2) - Não obstante, o certo é que, aquele Venerando Tribunal, louvando-se
na livre apreciação da prova pelo julgador que proferiu a decisão recorrida,
absteve-se de reexaminar a matéria de facto.
E, tudo isto, apesar de ser conhecida, como é, diminuída credibilidade do
depoimento de um qualquer co-arguido.
Na verdade, “o depoimento de co-arguido, não sendo em abstracto uma prova
proibida em Direito Português, é no entanto um meio de prova particularmente
frágil, que não deve ser considerado suficiente para basear uma pronúncia; muito
menos uma condenação” – como ensina, aliás, a Professora Teresa Pizarro Beleza.
In, Revista do Ministério Público, n°.74, Ano 19 Abr./Jun., pg.39 e sgs.).
3) - Assim, inconformado, desta vez, com o, aliás, mui douto Acórdão do
Tribunal da Relação, interpôs o arguido recurso para o Supremo Tribunal de
Justiça;
O qual, aliás, não conheceu do interposto recurso, por entender – em síntese –
que, o mesmo não é admissível (...);
E, isto, apesar de ter sido arguida a nulidade do citado Acórdão do Tribunal da
Relação de Évora.
4) - Ora – com o respeito devido, que é muito –, afigura-se-nos, pois,
existir, no caso dos autos, uma evidente inconstitucionalidade por omissão.

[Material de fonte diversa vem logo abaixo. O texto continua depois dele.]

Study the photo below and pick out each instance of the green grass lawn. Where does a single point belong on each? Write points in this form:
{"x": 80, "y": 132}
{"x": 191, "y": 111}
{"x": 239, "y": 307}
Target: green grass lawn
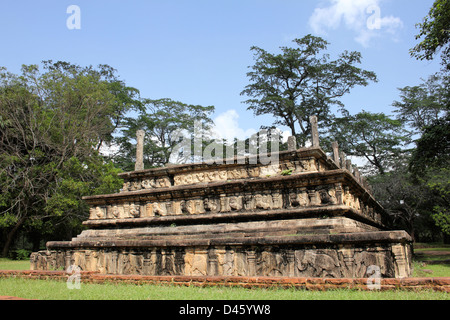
{"x": 57, "y": 290}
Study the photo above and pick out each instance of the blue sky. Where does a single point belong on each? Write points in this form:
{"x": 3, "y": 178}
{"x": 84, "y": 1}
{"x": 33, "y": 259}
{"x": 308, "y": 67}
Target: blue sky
{"x": 198, "y": 52}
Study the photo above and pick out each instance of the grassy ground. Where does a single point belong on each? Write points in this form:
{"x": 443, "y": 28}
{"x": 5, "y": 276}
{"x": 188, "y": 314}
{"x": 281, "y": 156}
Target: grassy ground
{"x": 430, "y": 261}
{"x": 56, "y": 290}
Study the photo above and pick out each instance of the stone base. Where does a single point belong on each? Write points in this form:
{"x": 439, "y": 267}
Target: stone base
{"x": 353, "y": 255}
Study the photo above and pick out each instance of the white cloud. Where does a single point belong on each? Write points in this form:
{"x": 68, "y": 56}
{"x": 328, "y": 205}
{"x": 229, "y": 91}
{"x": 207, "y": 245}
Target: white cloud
{"x": 226, "y": 126}
{"x": 363, "y": 17}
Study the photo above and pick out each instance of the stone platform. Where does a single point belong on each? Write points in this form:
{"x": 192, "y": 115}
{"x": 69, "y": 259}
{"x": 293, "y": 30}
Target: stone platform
{"x": 304, "y": 215}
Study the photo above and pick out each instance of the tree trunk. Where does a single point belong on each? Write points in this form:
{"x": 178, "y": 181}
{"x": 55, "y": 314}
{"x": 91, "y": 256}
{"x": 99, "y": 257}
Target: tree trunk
{"x": 11, "y": 235}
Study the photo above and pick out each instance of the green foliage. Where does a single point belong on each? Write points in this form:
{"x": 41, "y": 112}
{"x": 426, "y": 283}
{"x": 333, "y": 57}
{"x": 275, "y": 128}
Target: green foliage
{"x": 422, "y": 105}
{"x": 301, "y": 82}
{"x": 164, "y": 122}
{"x": 52, "y": 125}
{"x": 435, "y": 32}
{"x": 374, "y": 136}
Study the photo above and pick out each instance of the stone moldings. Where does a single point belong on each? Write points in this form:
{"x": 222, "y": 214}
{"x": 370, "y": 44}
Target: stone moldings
{"x": 306, "y": 216}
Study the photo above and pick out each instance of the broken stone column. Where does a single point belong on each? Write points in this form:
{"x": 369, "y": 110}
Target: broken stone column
{"x": 292, "y": 143}
{"x": 314, "y": 131}
{"x": 335, "y": 147}
{"x": 139, "y": 150}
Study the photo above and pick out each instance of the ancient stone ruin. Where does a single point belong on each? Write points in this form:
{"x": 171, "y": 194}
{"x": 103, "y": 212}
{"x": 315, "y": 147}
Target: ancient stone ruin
{"x": 309, "y": 215}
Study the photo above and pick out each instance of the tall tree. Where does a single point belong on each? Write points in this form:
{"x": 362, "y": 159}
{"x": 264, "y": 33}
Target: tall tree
{"x": 48, "y": 122}
{"x": 301, "y": 82}
{"x": 422, "y": 105}
{"x": 164, "y": 122}
{"x": 376, "y": 137}
{"x": 434, "y": 34}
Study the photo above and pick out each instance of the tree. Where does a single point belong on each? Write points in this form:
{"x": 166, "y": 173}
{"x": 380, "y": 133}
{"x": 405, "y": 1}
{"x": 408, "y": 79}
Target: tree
{"x": 429, "y": 164}
{"x": 164, "y": 122}
{"x": 51, "y": 125}
{"x": 301, "y": 82}
{"x": 421, "y": 105}
{"x": 435, "y": 32}
{"x": 373, "y": 136}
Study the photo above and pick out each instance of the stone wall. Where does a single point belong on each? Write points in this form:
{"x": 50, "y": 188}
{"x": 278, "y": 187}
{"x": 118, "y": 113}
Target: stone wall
{"x": 331, "y": 256}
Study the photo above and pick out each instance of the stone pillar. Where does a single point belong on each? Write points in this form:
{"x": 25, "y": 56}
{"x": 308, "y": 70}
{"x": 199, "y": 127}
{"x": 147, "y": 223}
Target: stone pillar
{"x": 335, "y": 147}
{"x": 314, "y": 131}
{"x": 139, "y": 150}
{"x": 292, "y": 143}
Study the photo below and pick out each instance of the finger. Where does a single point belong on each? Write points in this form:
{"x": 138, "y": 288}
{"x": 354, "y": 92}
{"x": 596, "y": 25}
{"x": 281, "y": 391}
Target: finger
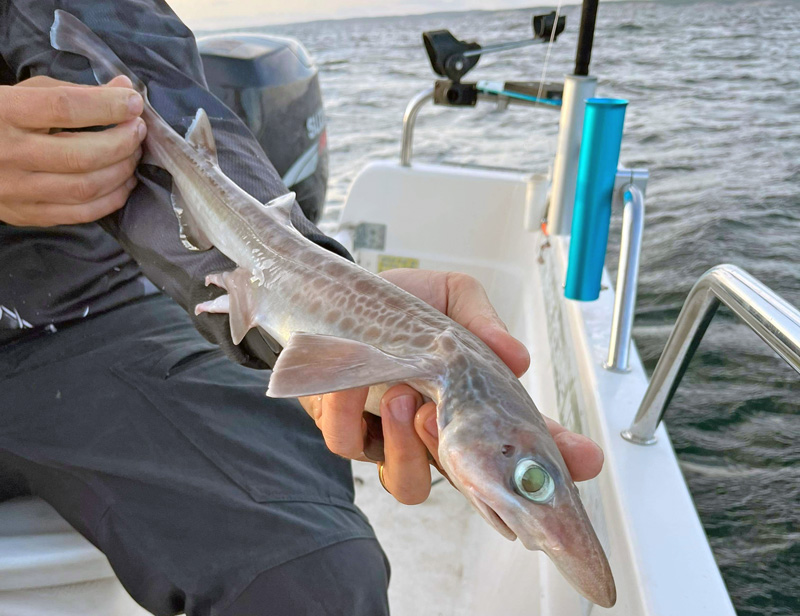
{"x": 48, "y": 215}
{"x": 406, "y": 472}
{"x": 428, "y": 429}
{"x": 312, "y": 405}
{"x": 583, "y": 457}
{"x": 77, "y": 188}
{"x": 82, "y": 152}
{"x": 463, "y": 299}
{"x": 341, "y": 422}
{"x": 69, "y": 106}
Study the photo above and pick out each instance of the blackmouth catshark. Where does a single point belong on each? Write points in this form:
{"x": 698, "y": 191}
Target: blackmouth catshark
{"x": 343, "y": 327}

Daí o presente recurso para este Venerando Tribunal, visando a apreciação da
violação do art°.32°, nº.1 da Constituição da República Portuguesa, face à
recusa de aplicação do disposto no art°.412°, nºs.3 e 4 do Cód.Penal e, a
alegada ilegalidade na apreciação do disposto no art°.379°. n°.1, alínea c) – do
mesmo diploma legal.
Sendo certo que, a invocada ilegalidade foi suscitada na motivação do recurso
interposto para o Supremo Tribunal de Justiça a fls. , dos autos,
5) - Assim sendo, como é – e, sempre com o devido respeito, que é muito
–, entendemos, pois, que este Venerando Tribunal sempre deverá admitir-se o
presente recurso, atenta – na nossa modesta opinião – a violação daqueles
citados artigos do Cód.Proc.Penal».
4. Notificado destas reclamações, o Ministério Público junto deste Tribunal
respondeu nos seguintes termos:
«1 – As reclamações deduzidas carecem obviamente de fundamento sério – só
podendo, aliás, explicar-se pelo absoluto – e indesculpável – desconhecimento
dos reclamantes sobre a fisionomia e objecto normativo dos recursos de
fiscalização concreta.
2 – Termos em que deverá confirmar-se inteiramente a decisão reclamada».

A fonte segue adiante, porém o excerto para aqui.